Spout — A connection to an external input data source. This is useful for subscribing to event queues like Kinesis. Data is brought in as tuples.
Bolt — A data processing step in Storm which takes in data from spouts and other bolts, and outputs zero or more tuples.
Topology — A complete data pipeline or workflow in Storm, built from a combination of spouts and bolts.
Below is a diagram of the final Storm topology we built:
We can understand the topology better through the lens of a single event/tuple. Suppose the following event is being processed:
User ID: 3000,
Sent Job Listing IDs: [12, 223, 4490]
Each this event will be processed in real-time as follows:
- Storm Kinesis Spout — The event gets converted into a Storm tuple in real-time with the Kinesis Storm Spout: (3000, [12, 223, 4490]). This is then passed onto the next bolt.
- Raw Data Cassandra Writer Bolt — Writes the data from the event into the raw events Cassandra table:
The tuple containing just user ID is sent over to the next bolt: (3000)

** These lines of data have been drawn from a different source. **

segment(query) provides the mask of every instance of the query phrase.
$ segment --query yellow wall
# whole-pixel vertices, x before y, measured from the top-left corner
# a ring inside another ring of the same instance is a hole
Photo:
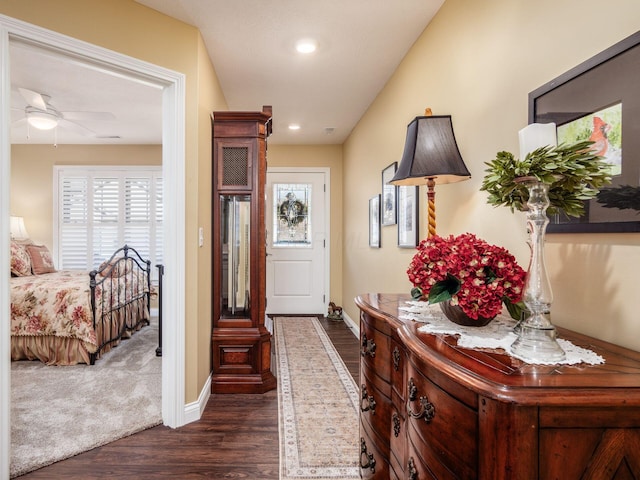
[[[198,244],[198,232],[195,233],[193,243],[187,243],[187,255],[195,252],[198,248],[197,258],[193,268],[198,271],[198,288],[189,291],[187,288],[187,302],[193,302],[198,312],[197,330],[187,331],[185,342],[187,345],[187,365],[196,365],[197,369],[190,371],[187,368],[187,385],[198,385],[200,392],[202,385],[207,381],[211,373],[211,112],[226,110],[227,104],[220,89],[220,84],[216,72],[209,60],[209,54],[205,48],[202,37],[198,36],[198,175],[197,175],[197,198],[194,200],[198,204],[198,227],[202,227],[204,232],[204,244]],[[262,106],[256,105],[256,110]],[[188,227],[189,228],[189,227]],[[190,345],[197,345],[197,349],[192,349]],[[195,377],[197,375],[197,377]]]
[[[198,227],[211,231],[208,112],[227,108],[200,33],[133,0],[2,0],[0,13],[185,74],[185,401],[196,401],[210,368],[211,264],[198,249]]]
[[[11,214],[31,238],[53,251],[55,165],[161,165],[160,145],[12,145]]]
[[[526,268],[524,217],[486,204],[484,163],[518,153],[530,91],[640,29],[640,2],[620,0],[447,0],[344,145],[343,297],[410,290],[412,250],[382,227],[382,248],[367,245],[369,197],[380,172],[402,154],[407,124],[425,107],[451,114],[473,178],[436,188],[438,233],[476,233],[508,248]],[[421,187],[421,238],[426,236]],[[555,324],[640,350],[640,234],[547,236]]]
[[[274,115],[277,112],[274,112]],[[342,305],[342,146],[340,145],[269,145],[269,167],[328,167],[330,169],[330,269],[329,298]]]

- Raw Data Cassandra Reader Bolt — Queries all rows for the given User ID, or 3000. Note that this will return all events that were previously generated for that user (up to the TTL). Suppose at that point the table had 2 entries for user 3000:
This bolt would then pass on the User ID along with the non-deduped job listings to the next bolt: (3000, [[12, 223, 4490], [175, 223, 5000]]).
- Aggregate Raw Data Bolt — Dedupes/aggregates all the job listings for a single user and passes it onto the next bolt: (3000, [12, 175, 223, 4490, 5000]).

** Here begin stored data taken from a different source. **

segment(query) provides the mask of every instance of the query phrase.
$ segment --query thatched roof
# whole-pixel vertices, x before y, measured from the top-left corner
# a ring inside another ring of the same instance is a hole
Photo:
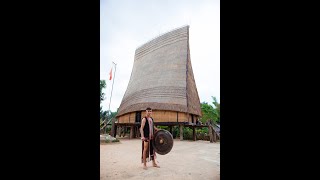
[[[147,107],[201,116],[190,60],[189,26],[163,34],[136,49],[117,116]]]

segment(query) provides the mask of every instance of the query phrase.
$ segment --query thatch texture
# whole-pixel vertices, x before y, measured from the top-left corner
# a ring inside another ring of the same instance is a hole
[[[146,107],[201,116],[189,54],[189,26],[159,36],[136,50],[117,117]]]

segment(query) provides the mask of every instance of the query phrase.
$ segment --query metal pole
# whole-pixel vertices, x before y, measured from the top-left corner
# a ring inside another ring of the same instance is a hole
[[[113,76],[113,81],[112,81],[111,96],[110,96],[109,111],[108,111],[108,112],[110,112],[110,104],[111,104],[112,91],[113,91],[113,83],[114,83],[114,79],[116,78],[116,70],[117,70],[117,64],[114,63],[113,61],[112,61],[112,63],[113,63],[115,66],[114,66],[114,76]],[[110,115],[111,115],[111,112],[110,112]]]

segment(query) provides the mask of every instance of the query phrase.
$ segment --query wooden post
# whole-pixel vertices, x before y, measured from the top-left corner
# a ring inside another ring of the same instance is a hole
[[[170,133],[172,134],[172,126],[170,126]]]
[[[122,127],[122,137],[126,135],[126,126]]]
[[[195,131],[195,127],[192,126],[192,133],[193,133],[193,140],[196,140],[196,131]]]
[[[183,125],[180,125],[180,141],[183,140]]]
[[[135,125],[132,125],[132,129],[133,129],[133,138],[136,138],[136,126]]]
[[[217,142],[217,134],[216,134],[216,132],[212,131],[212,133],[213,133],[213,141]]]
[[[134,137],[137,138],[137,137],[139,137],[139,131],[140,131],[139,127],[135,126],[134,129],[135,129],[135,136]]]
[[[116,135],[117,135],[117,125],[115,125],[115,127],[114,127],[114,134],[111,134],[111,136],[113,135],[113,137],[115,138],[116,137]]]
[[[118,136],[121,137],[122,126],[119,126],[119,129],[118,129],[118,130],[119,130]]]
[[[212,127],[211,125],[208,126],[209,129],[209,138],[210,138],[210,143],[213,143],[213,135],[212,135]]]
[[[134,126],[131,126],[131,127],[130,127],[130,136],[129,136],[129,139],[132,139],[132,138],[133,138],[133,128],[134,128]]]
[[[137,126],[137,138],[140,138],[140,137],[141,137],[140,128],[139,128],[139,126]]]
[[[112,124],[111,125],[111,136],[115,137],[115,135],[116,135],[116,133],[115,133],[115,131],[116,131],[115,130],[115,127],[116,127],[115,126],[115,119],[112,120],[111,124]]]

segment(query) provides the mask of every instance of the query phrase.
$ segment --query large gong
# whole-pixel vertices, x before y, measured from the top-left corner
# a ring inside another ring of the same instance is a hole
[[[156,153],[165,155],[169,153],[173,146],[172,134],[164,129],[159,129],[153,138],[153,148]]]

- Aggregated Data Cassandra Writer Bolt — Updates the aggregated data table with the new job listing:
Note that each user will have exactly one corresponding row, which means queries on this table will be fairly efficient.
The Storm topology processes all the events in such a manner, with the end result being a populated aggregated data table, which can support efficient queries.
That’s A Wrap
What is the finished design?
Revisiting the final design as presented in the previous blog post, we have the following:
For each email that we send out, we post the event data to our Kinesis event queue (or Eventbus) system in batches (which are dictated by the email event queue). Our Storm topology subscribes to this queue and then performs real-time aggregation on these individual events, and finally outputs all a users’ seen jobs within the last 2 days, to an aggregated table. This table is then queried from when we show the user jobs in the future for various use cases.
How did we do?
The maximum data latency for this pipeline is around 20 seconds, with almost all of it coming from the delay from batching on the event queue side. This means that within 20 seconds of sending the user a job, we are already able to avoid sending the user the same job in the future.
Furthermore, querying from the aggregated online data table takes just a few milliseconds, and therefore has minimal impact on the final response time, which is on the order of several hundreds of milliseconds.
What did we learn?
As far as production systems go, this particular project was fairly straightforward from a design perspective, but helps illustrate many important points about design:
- Despite the temptation to charge ahead quickly start building a system, it’s important to periodically evaluate and reevaluate the design decisions. Although this post is presented as a straightforward design process, the process to get to the final design was by no means straightforward.
- Always keep any constraints in mind when designing a system. Any decisions made should respect those constraints. In our use case, it was important to keep the latency as low as possible, which resulted in our decision to create a separate aggregation process.
- DRY (Don’t Repeat Yourself) is a mantra in engineering which ends up being very useful for building this system. Wherever possible and appropriate, we tried to leverage existing work that had already been done in the company.
- Always think about the data schema of different data processes in order to achieve optimal performance and reduce redundant computation. Doing this for our Cassandra tables and Storm topology helped reduce querying and processing time.